予測されていたことだったとはいえ、やはり実際に発表になったときに関係者たちが受けた衝撃は、少なくなかった。だが選手、関係者、そして集まる予定だった観客たちの安全を考えると、当然の処置だったといえる。
このヴィンセント・ジョーの言葉は、おそらくすべてのファンと関係者たちの気持ちを代表しているのではないだろうか。
そのわずか数日前、筆者はエストニアのタリンで世界ジュニア選手権の取材をしていた。
現地に来ていた関係者たちのもっぱらの話題は、モントリオール世界選手権が無事に開催されるのかどうか、ということだった。
開催されても、日本、中国、韓国の選手たちはカナダに入国できるのだろうか。
「中国の選手のほとんどは、もうカナダに入っているそうです」と、ある国際スケート連盟(ISU)関係者は説明した。中国の選手の多くは、トロント郊外に在住するローリー・ニコルが振り付けを担当している。ニコルが普段振り付けをしているリンクにて、すでに調整に入っているとのことだった。

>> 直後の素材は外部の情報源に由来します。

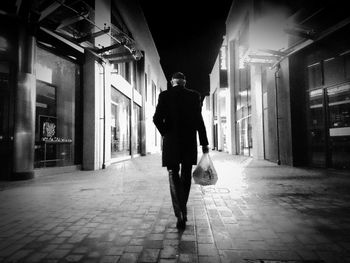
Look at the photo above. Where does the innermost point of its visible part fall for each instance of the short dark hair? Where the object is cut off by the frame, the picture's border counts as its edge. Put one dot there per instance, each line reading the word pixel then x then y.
pixel 178 75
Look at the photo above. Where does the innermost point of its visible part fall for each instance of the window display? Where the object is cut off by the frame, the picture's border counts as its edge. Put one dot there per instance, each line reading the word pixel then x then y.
pixel 56 106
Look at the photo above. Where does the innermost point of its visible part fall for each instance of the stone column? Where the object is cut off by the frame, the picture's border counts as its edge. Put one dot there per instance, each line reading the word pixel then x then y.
pixel 24 128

日本は羽生結弦、宮原知子はすでにカナダを拠点としているので問題なし。宇野昌磨はスイスからの入国なので、おそらく大丈夫だろう。紀平梨花と樋口新葉の状況は、どうなっているのだろうか。
だがそんな懸念も、中止のアナウンスでもはや不要なものになった。日本からはおよそ3000人のファンが来ると見積もられていたが、ISUは販売済みのすべてのチケットの払い戻しに応じることを発表した。

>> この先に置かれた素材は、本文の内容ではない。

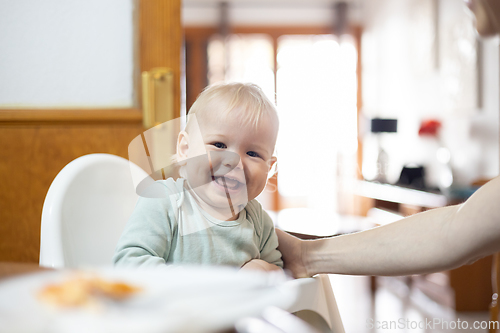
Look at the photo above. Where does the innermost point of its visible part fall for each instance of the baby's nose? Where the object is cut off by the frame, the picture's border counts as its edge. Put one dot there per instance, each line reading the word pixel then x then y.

ちなみに筆者がエストニアからニューヨークの自宅に戻った3日後、トランプ米大統領が欧州からの渡航禁止令を出した。
世界選手権の開催が中止になったことは、過去に何度か例がある。第一次世界大戦中の1915年から21年まで、そして第二次世界大戦中の1940年から46年まで。さらに1961年には、米国選手団がプラハ世界選手権に向かうために搭乗した飛行機がベルギーで墜落し、急遽大会は中止となった。
もっとも記憶に新しいのは、2011年のことである。3月11日に日本を襲った東日本大震災のため、東京で予定されていた世界選手権が中止になったことだ。

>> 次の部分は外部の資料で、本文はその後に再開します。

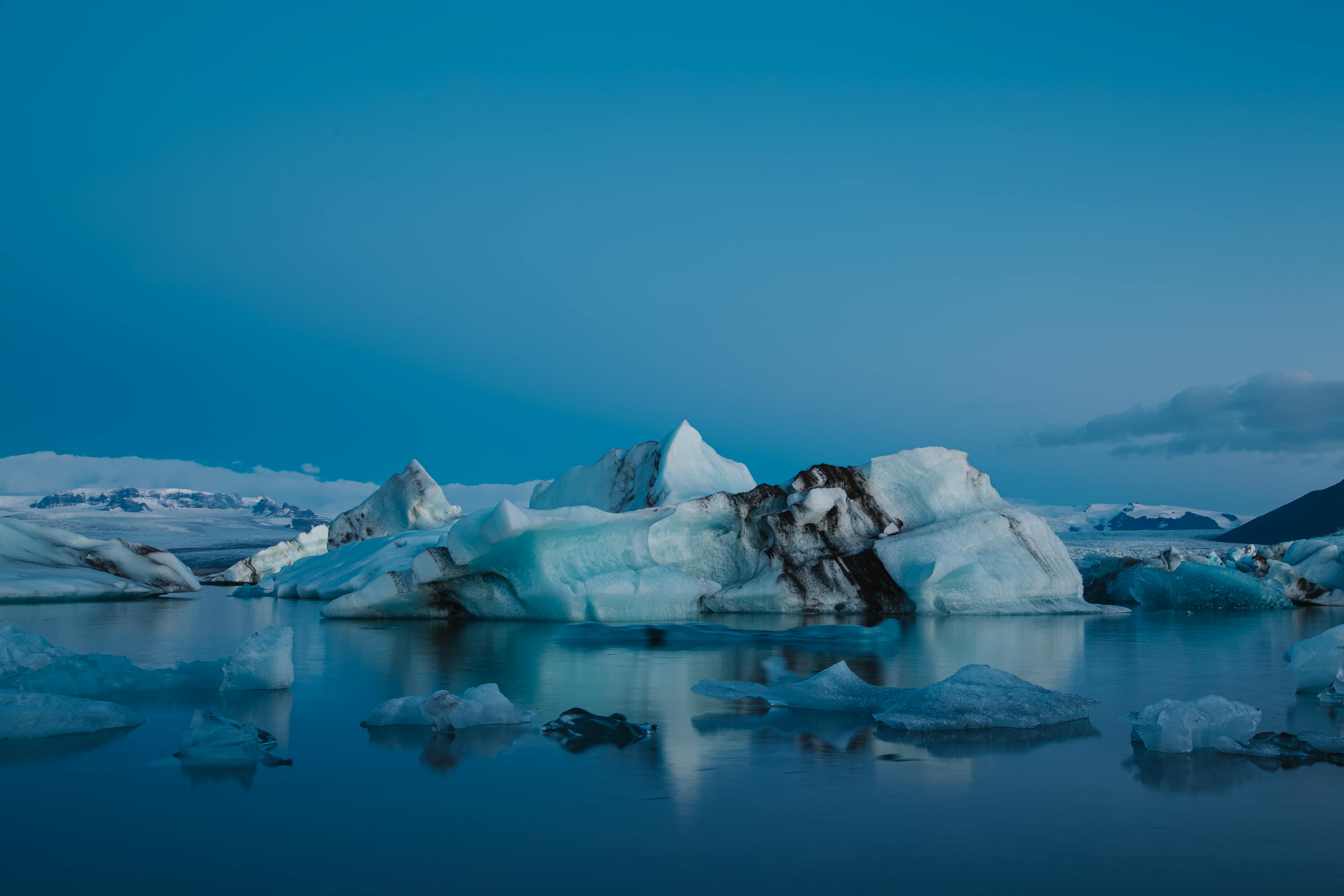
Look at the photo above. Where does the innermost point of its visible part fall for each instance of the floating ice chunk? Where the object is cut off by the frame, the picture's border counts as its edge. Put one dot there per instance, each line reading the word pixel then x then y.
pixel 45 564
pixel 1197 586
pixel 679 468
pixel 974 698
pixel 834 688
pixel 214 739
pixel 1310 745
pixel 693 635
pixel 31 663
pixel 409 502
pixel 479 706
pixel 982 698
pixel 1314 663
pixel 577 730
pixel 269 561
pixel 1181 726
pixel 398 711
pixel 42 715
pixel 265 662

もっともこれは中止ではなく、延期開催となった。ISUが急遽代替地を募り、4月の末、すでに暖かくなったモスクワで世界選手権が開催された。筆者も現地に赴いたが、通常は1年がかりで行われる開催準備を、わずか1カ月足らずでそつなく成し遂げたロシアの底力を、改めて見せつけられる思いだった。また選手たちがロビーで被災地へのメッセージを集めていた姿は、心に焼き付いている。
だが今回は世界的なパンデミックとあって、安全な土地はない。あったとしても、人々が集まった時点でそこはすでに安全ではなくなってしまう。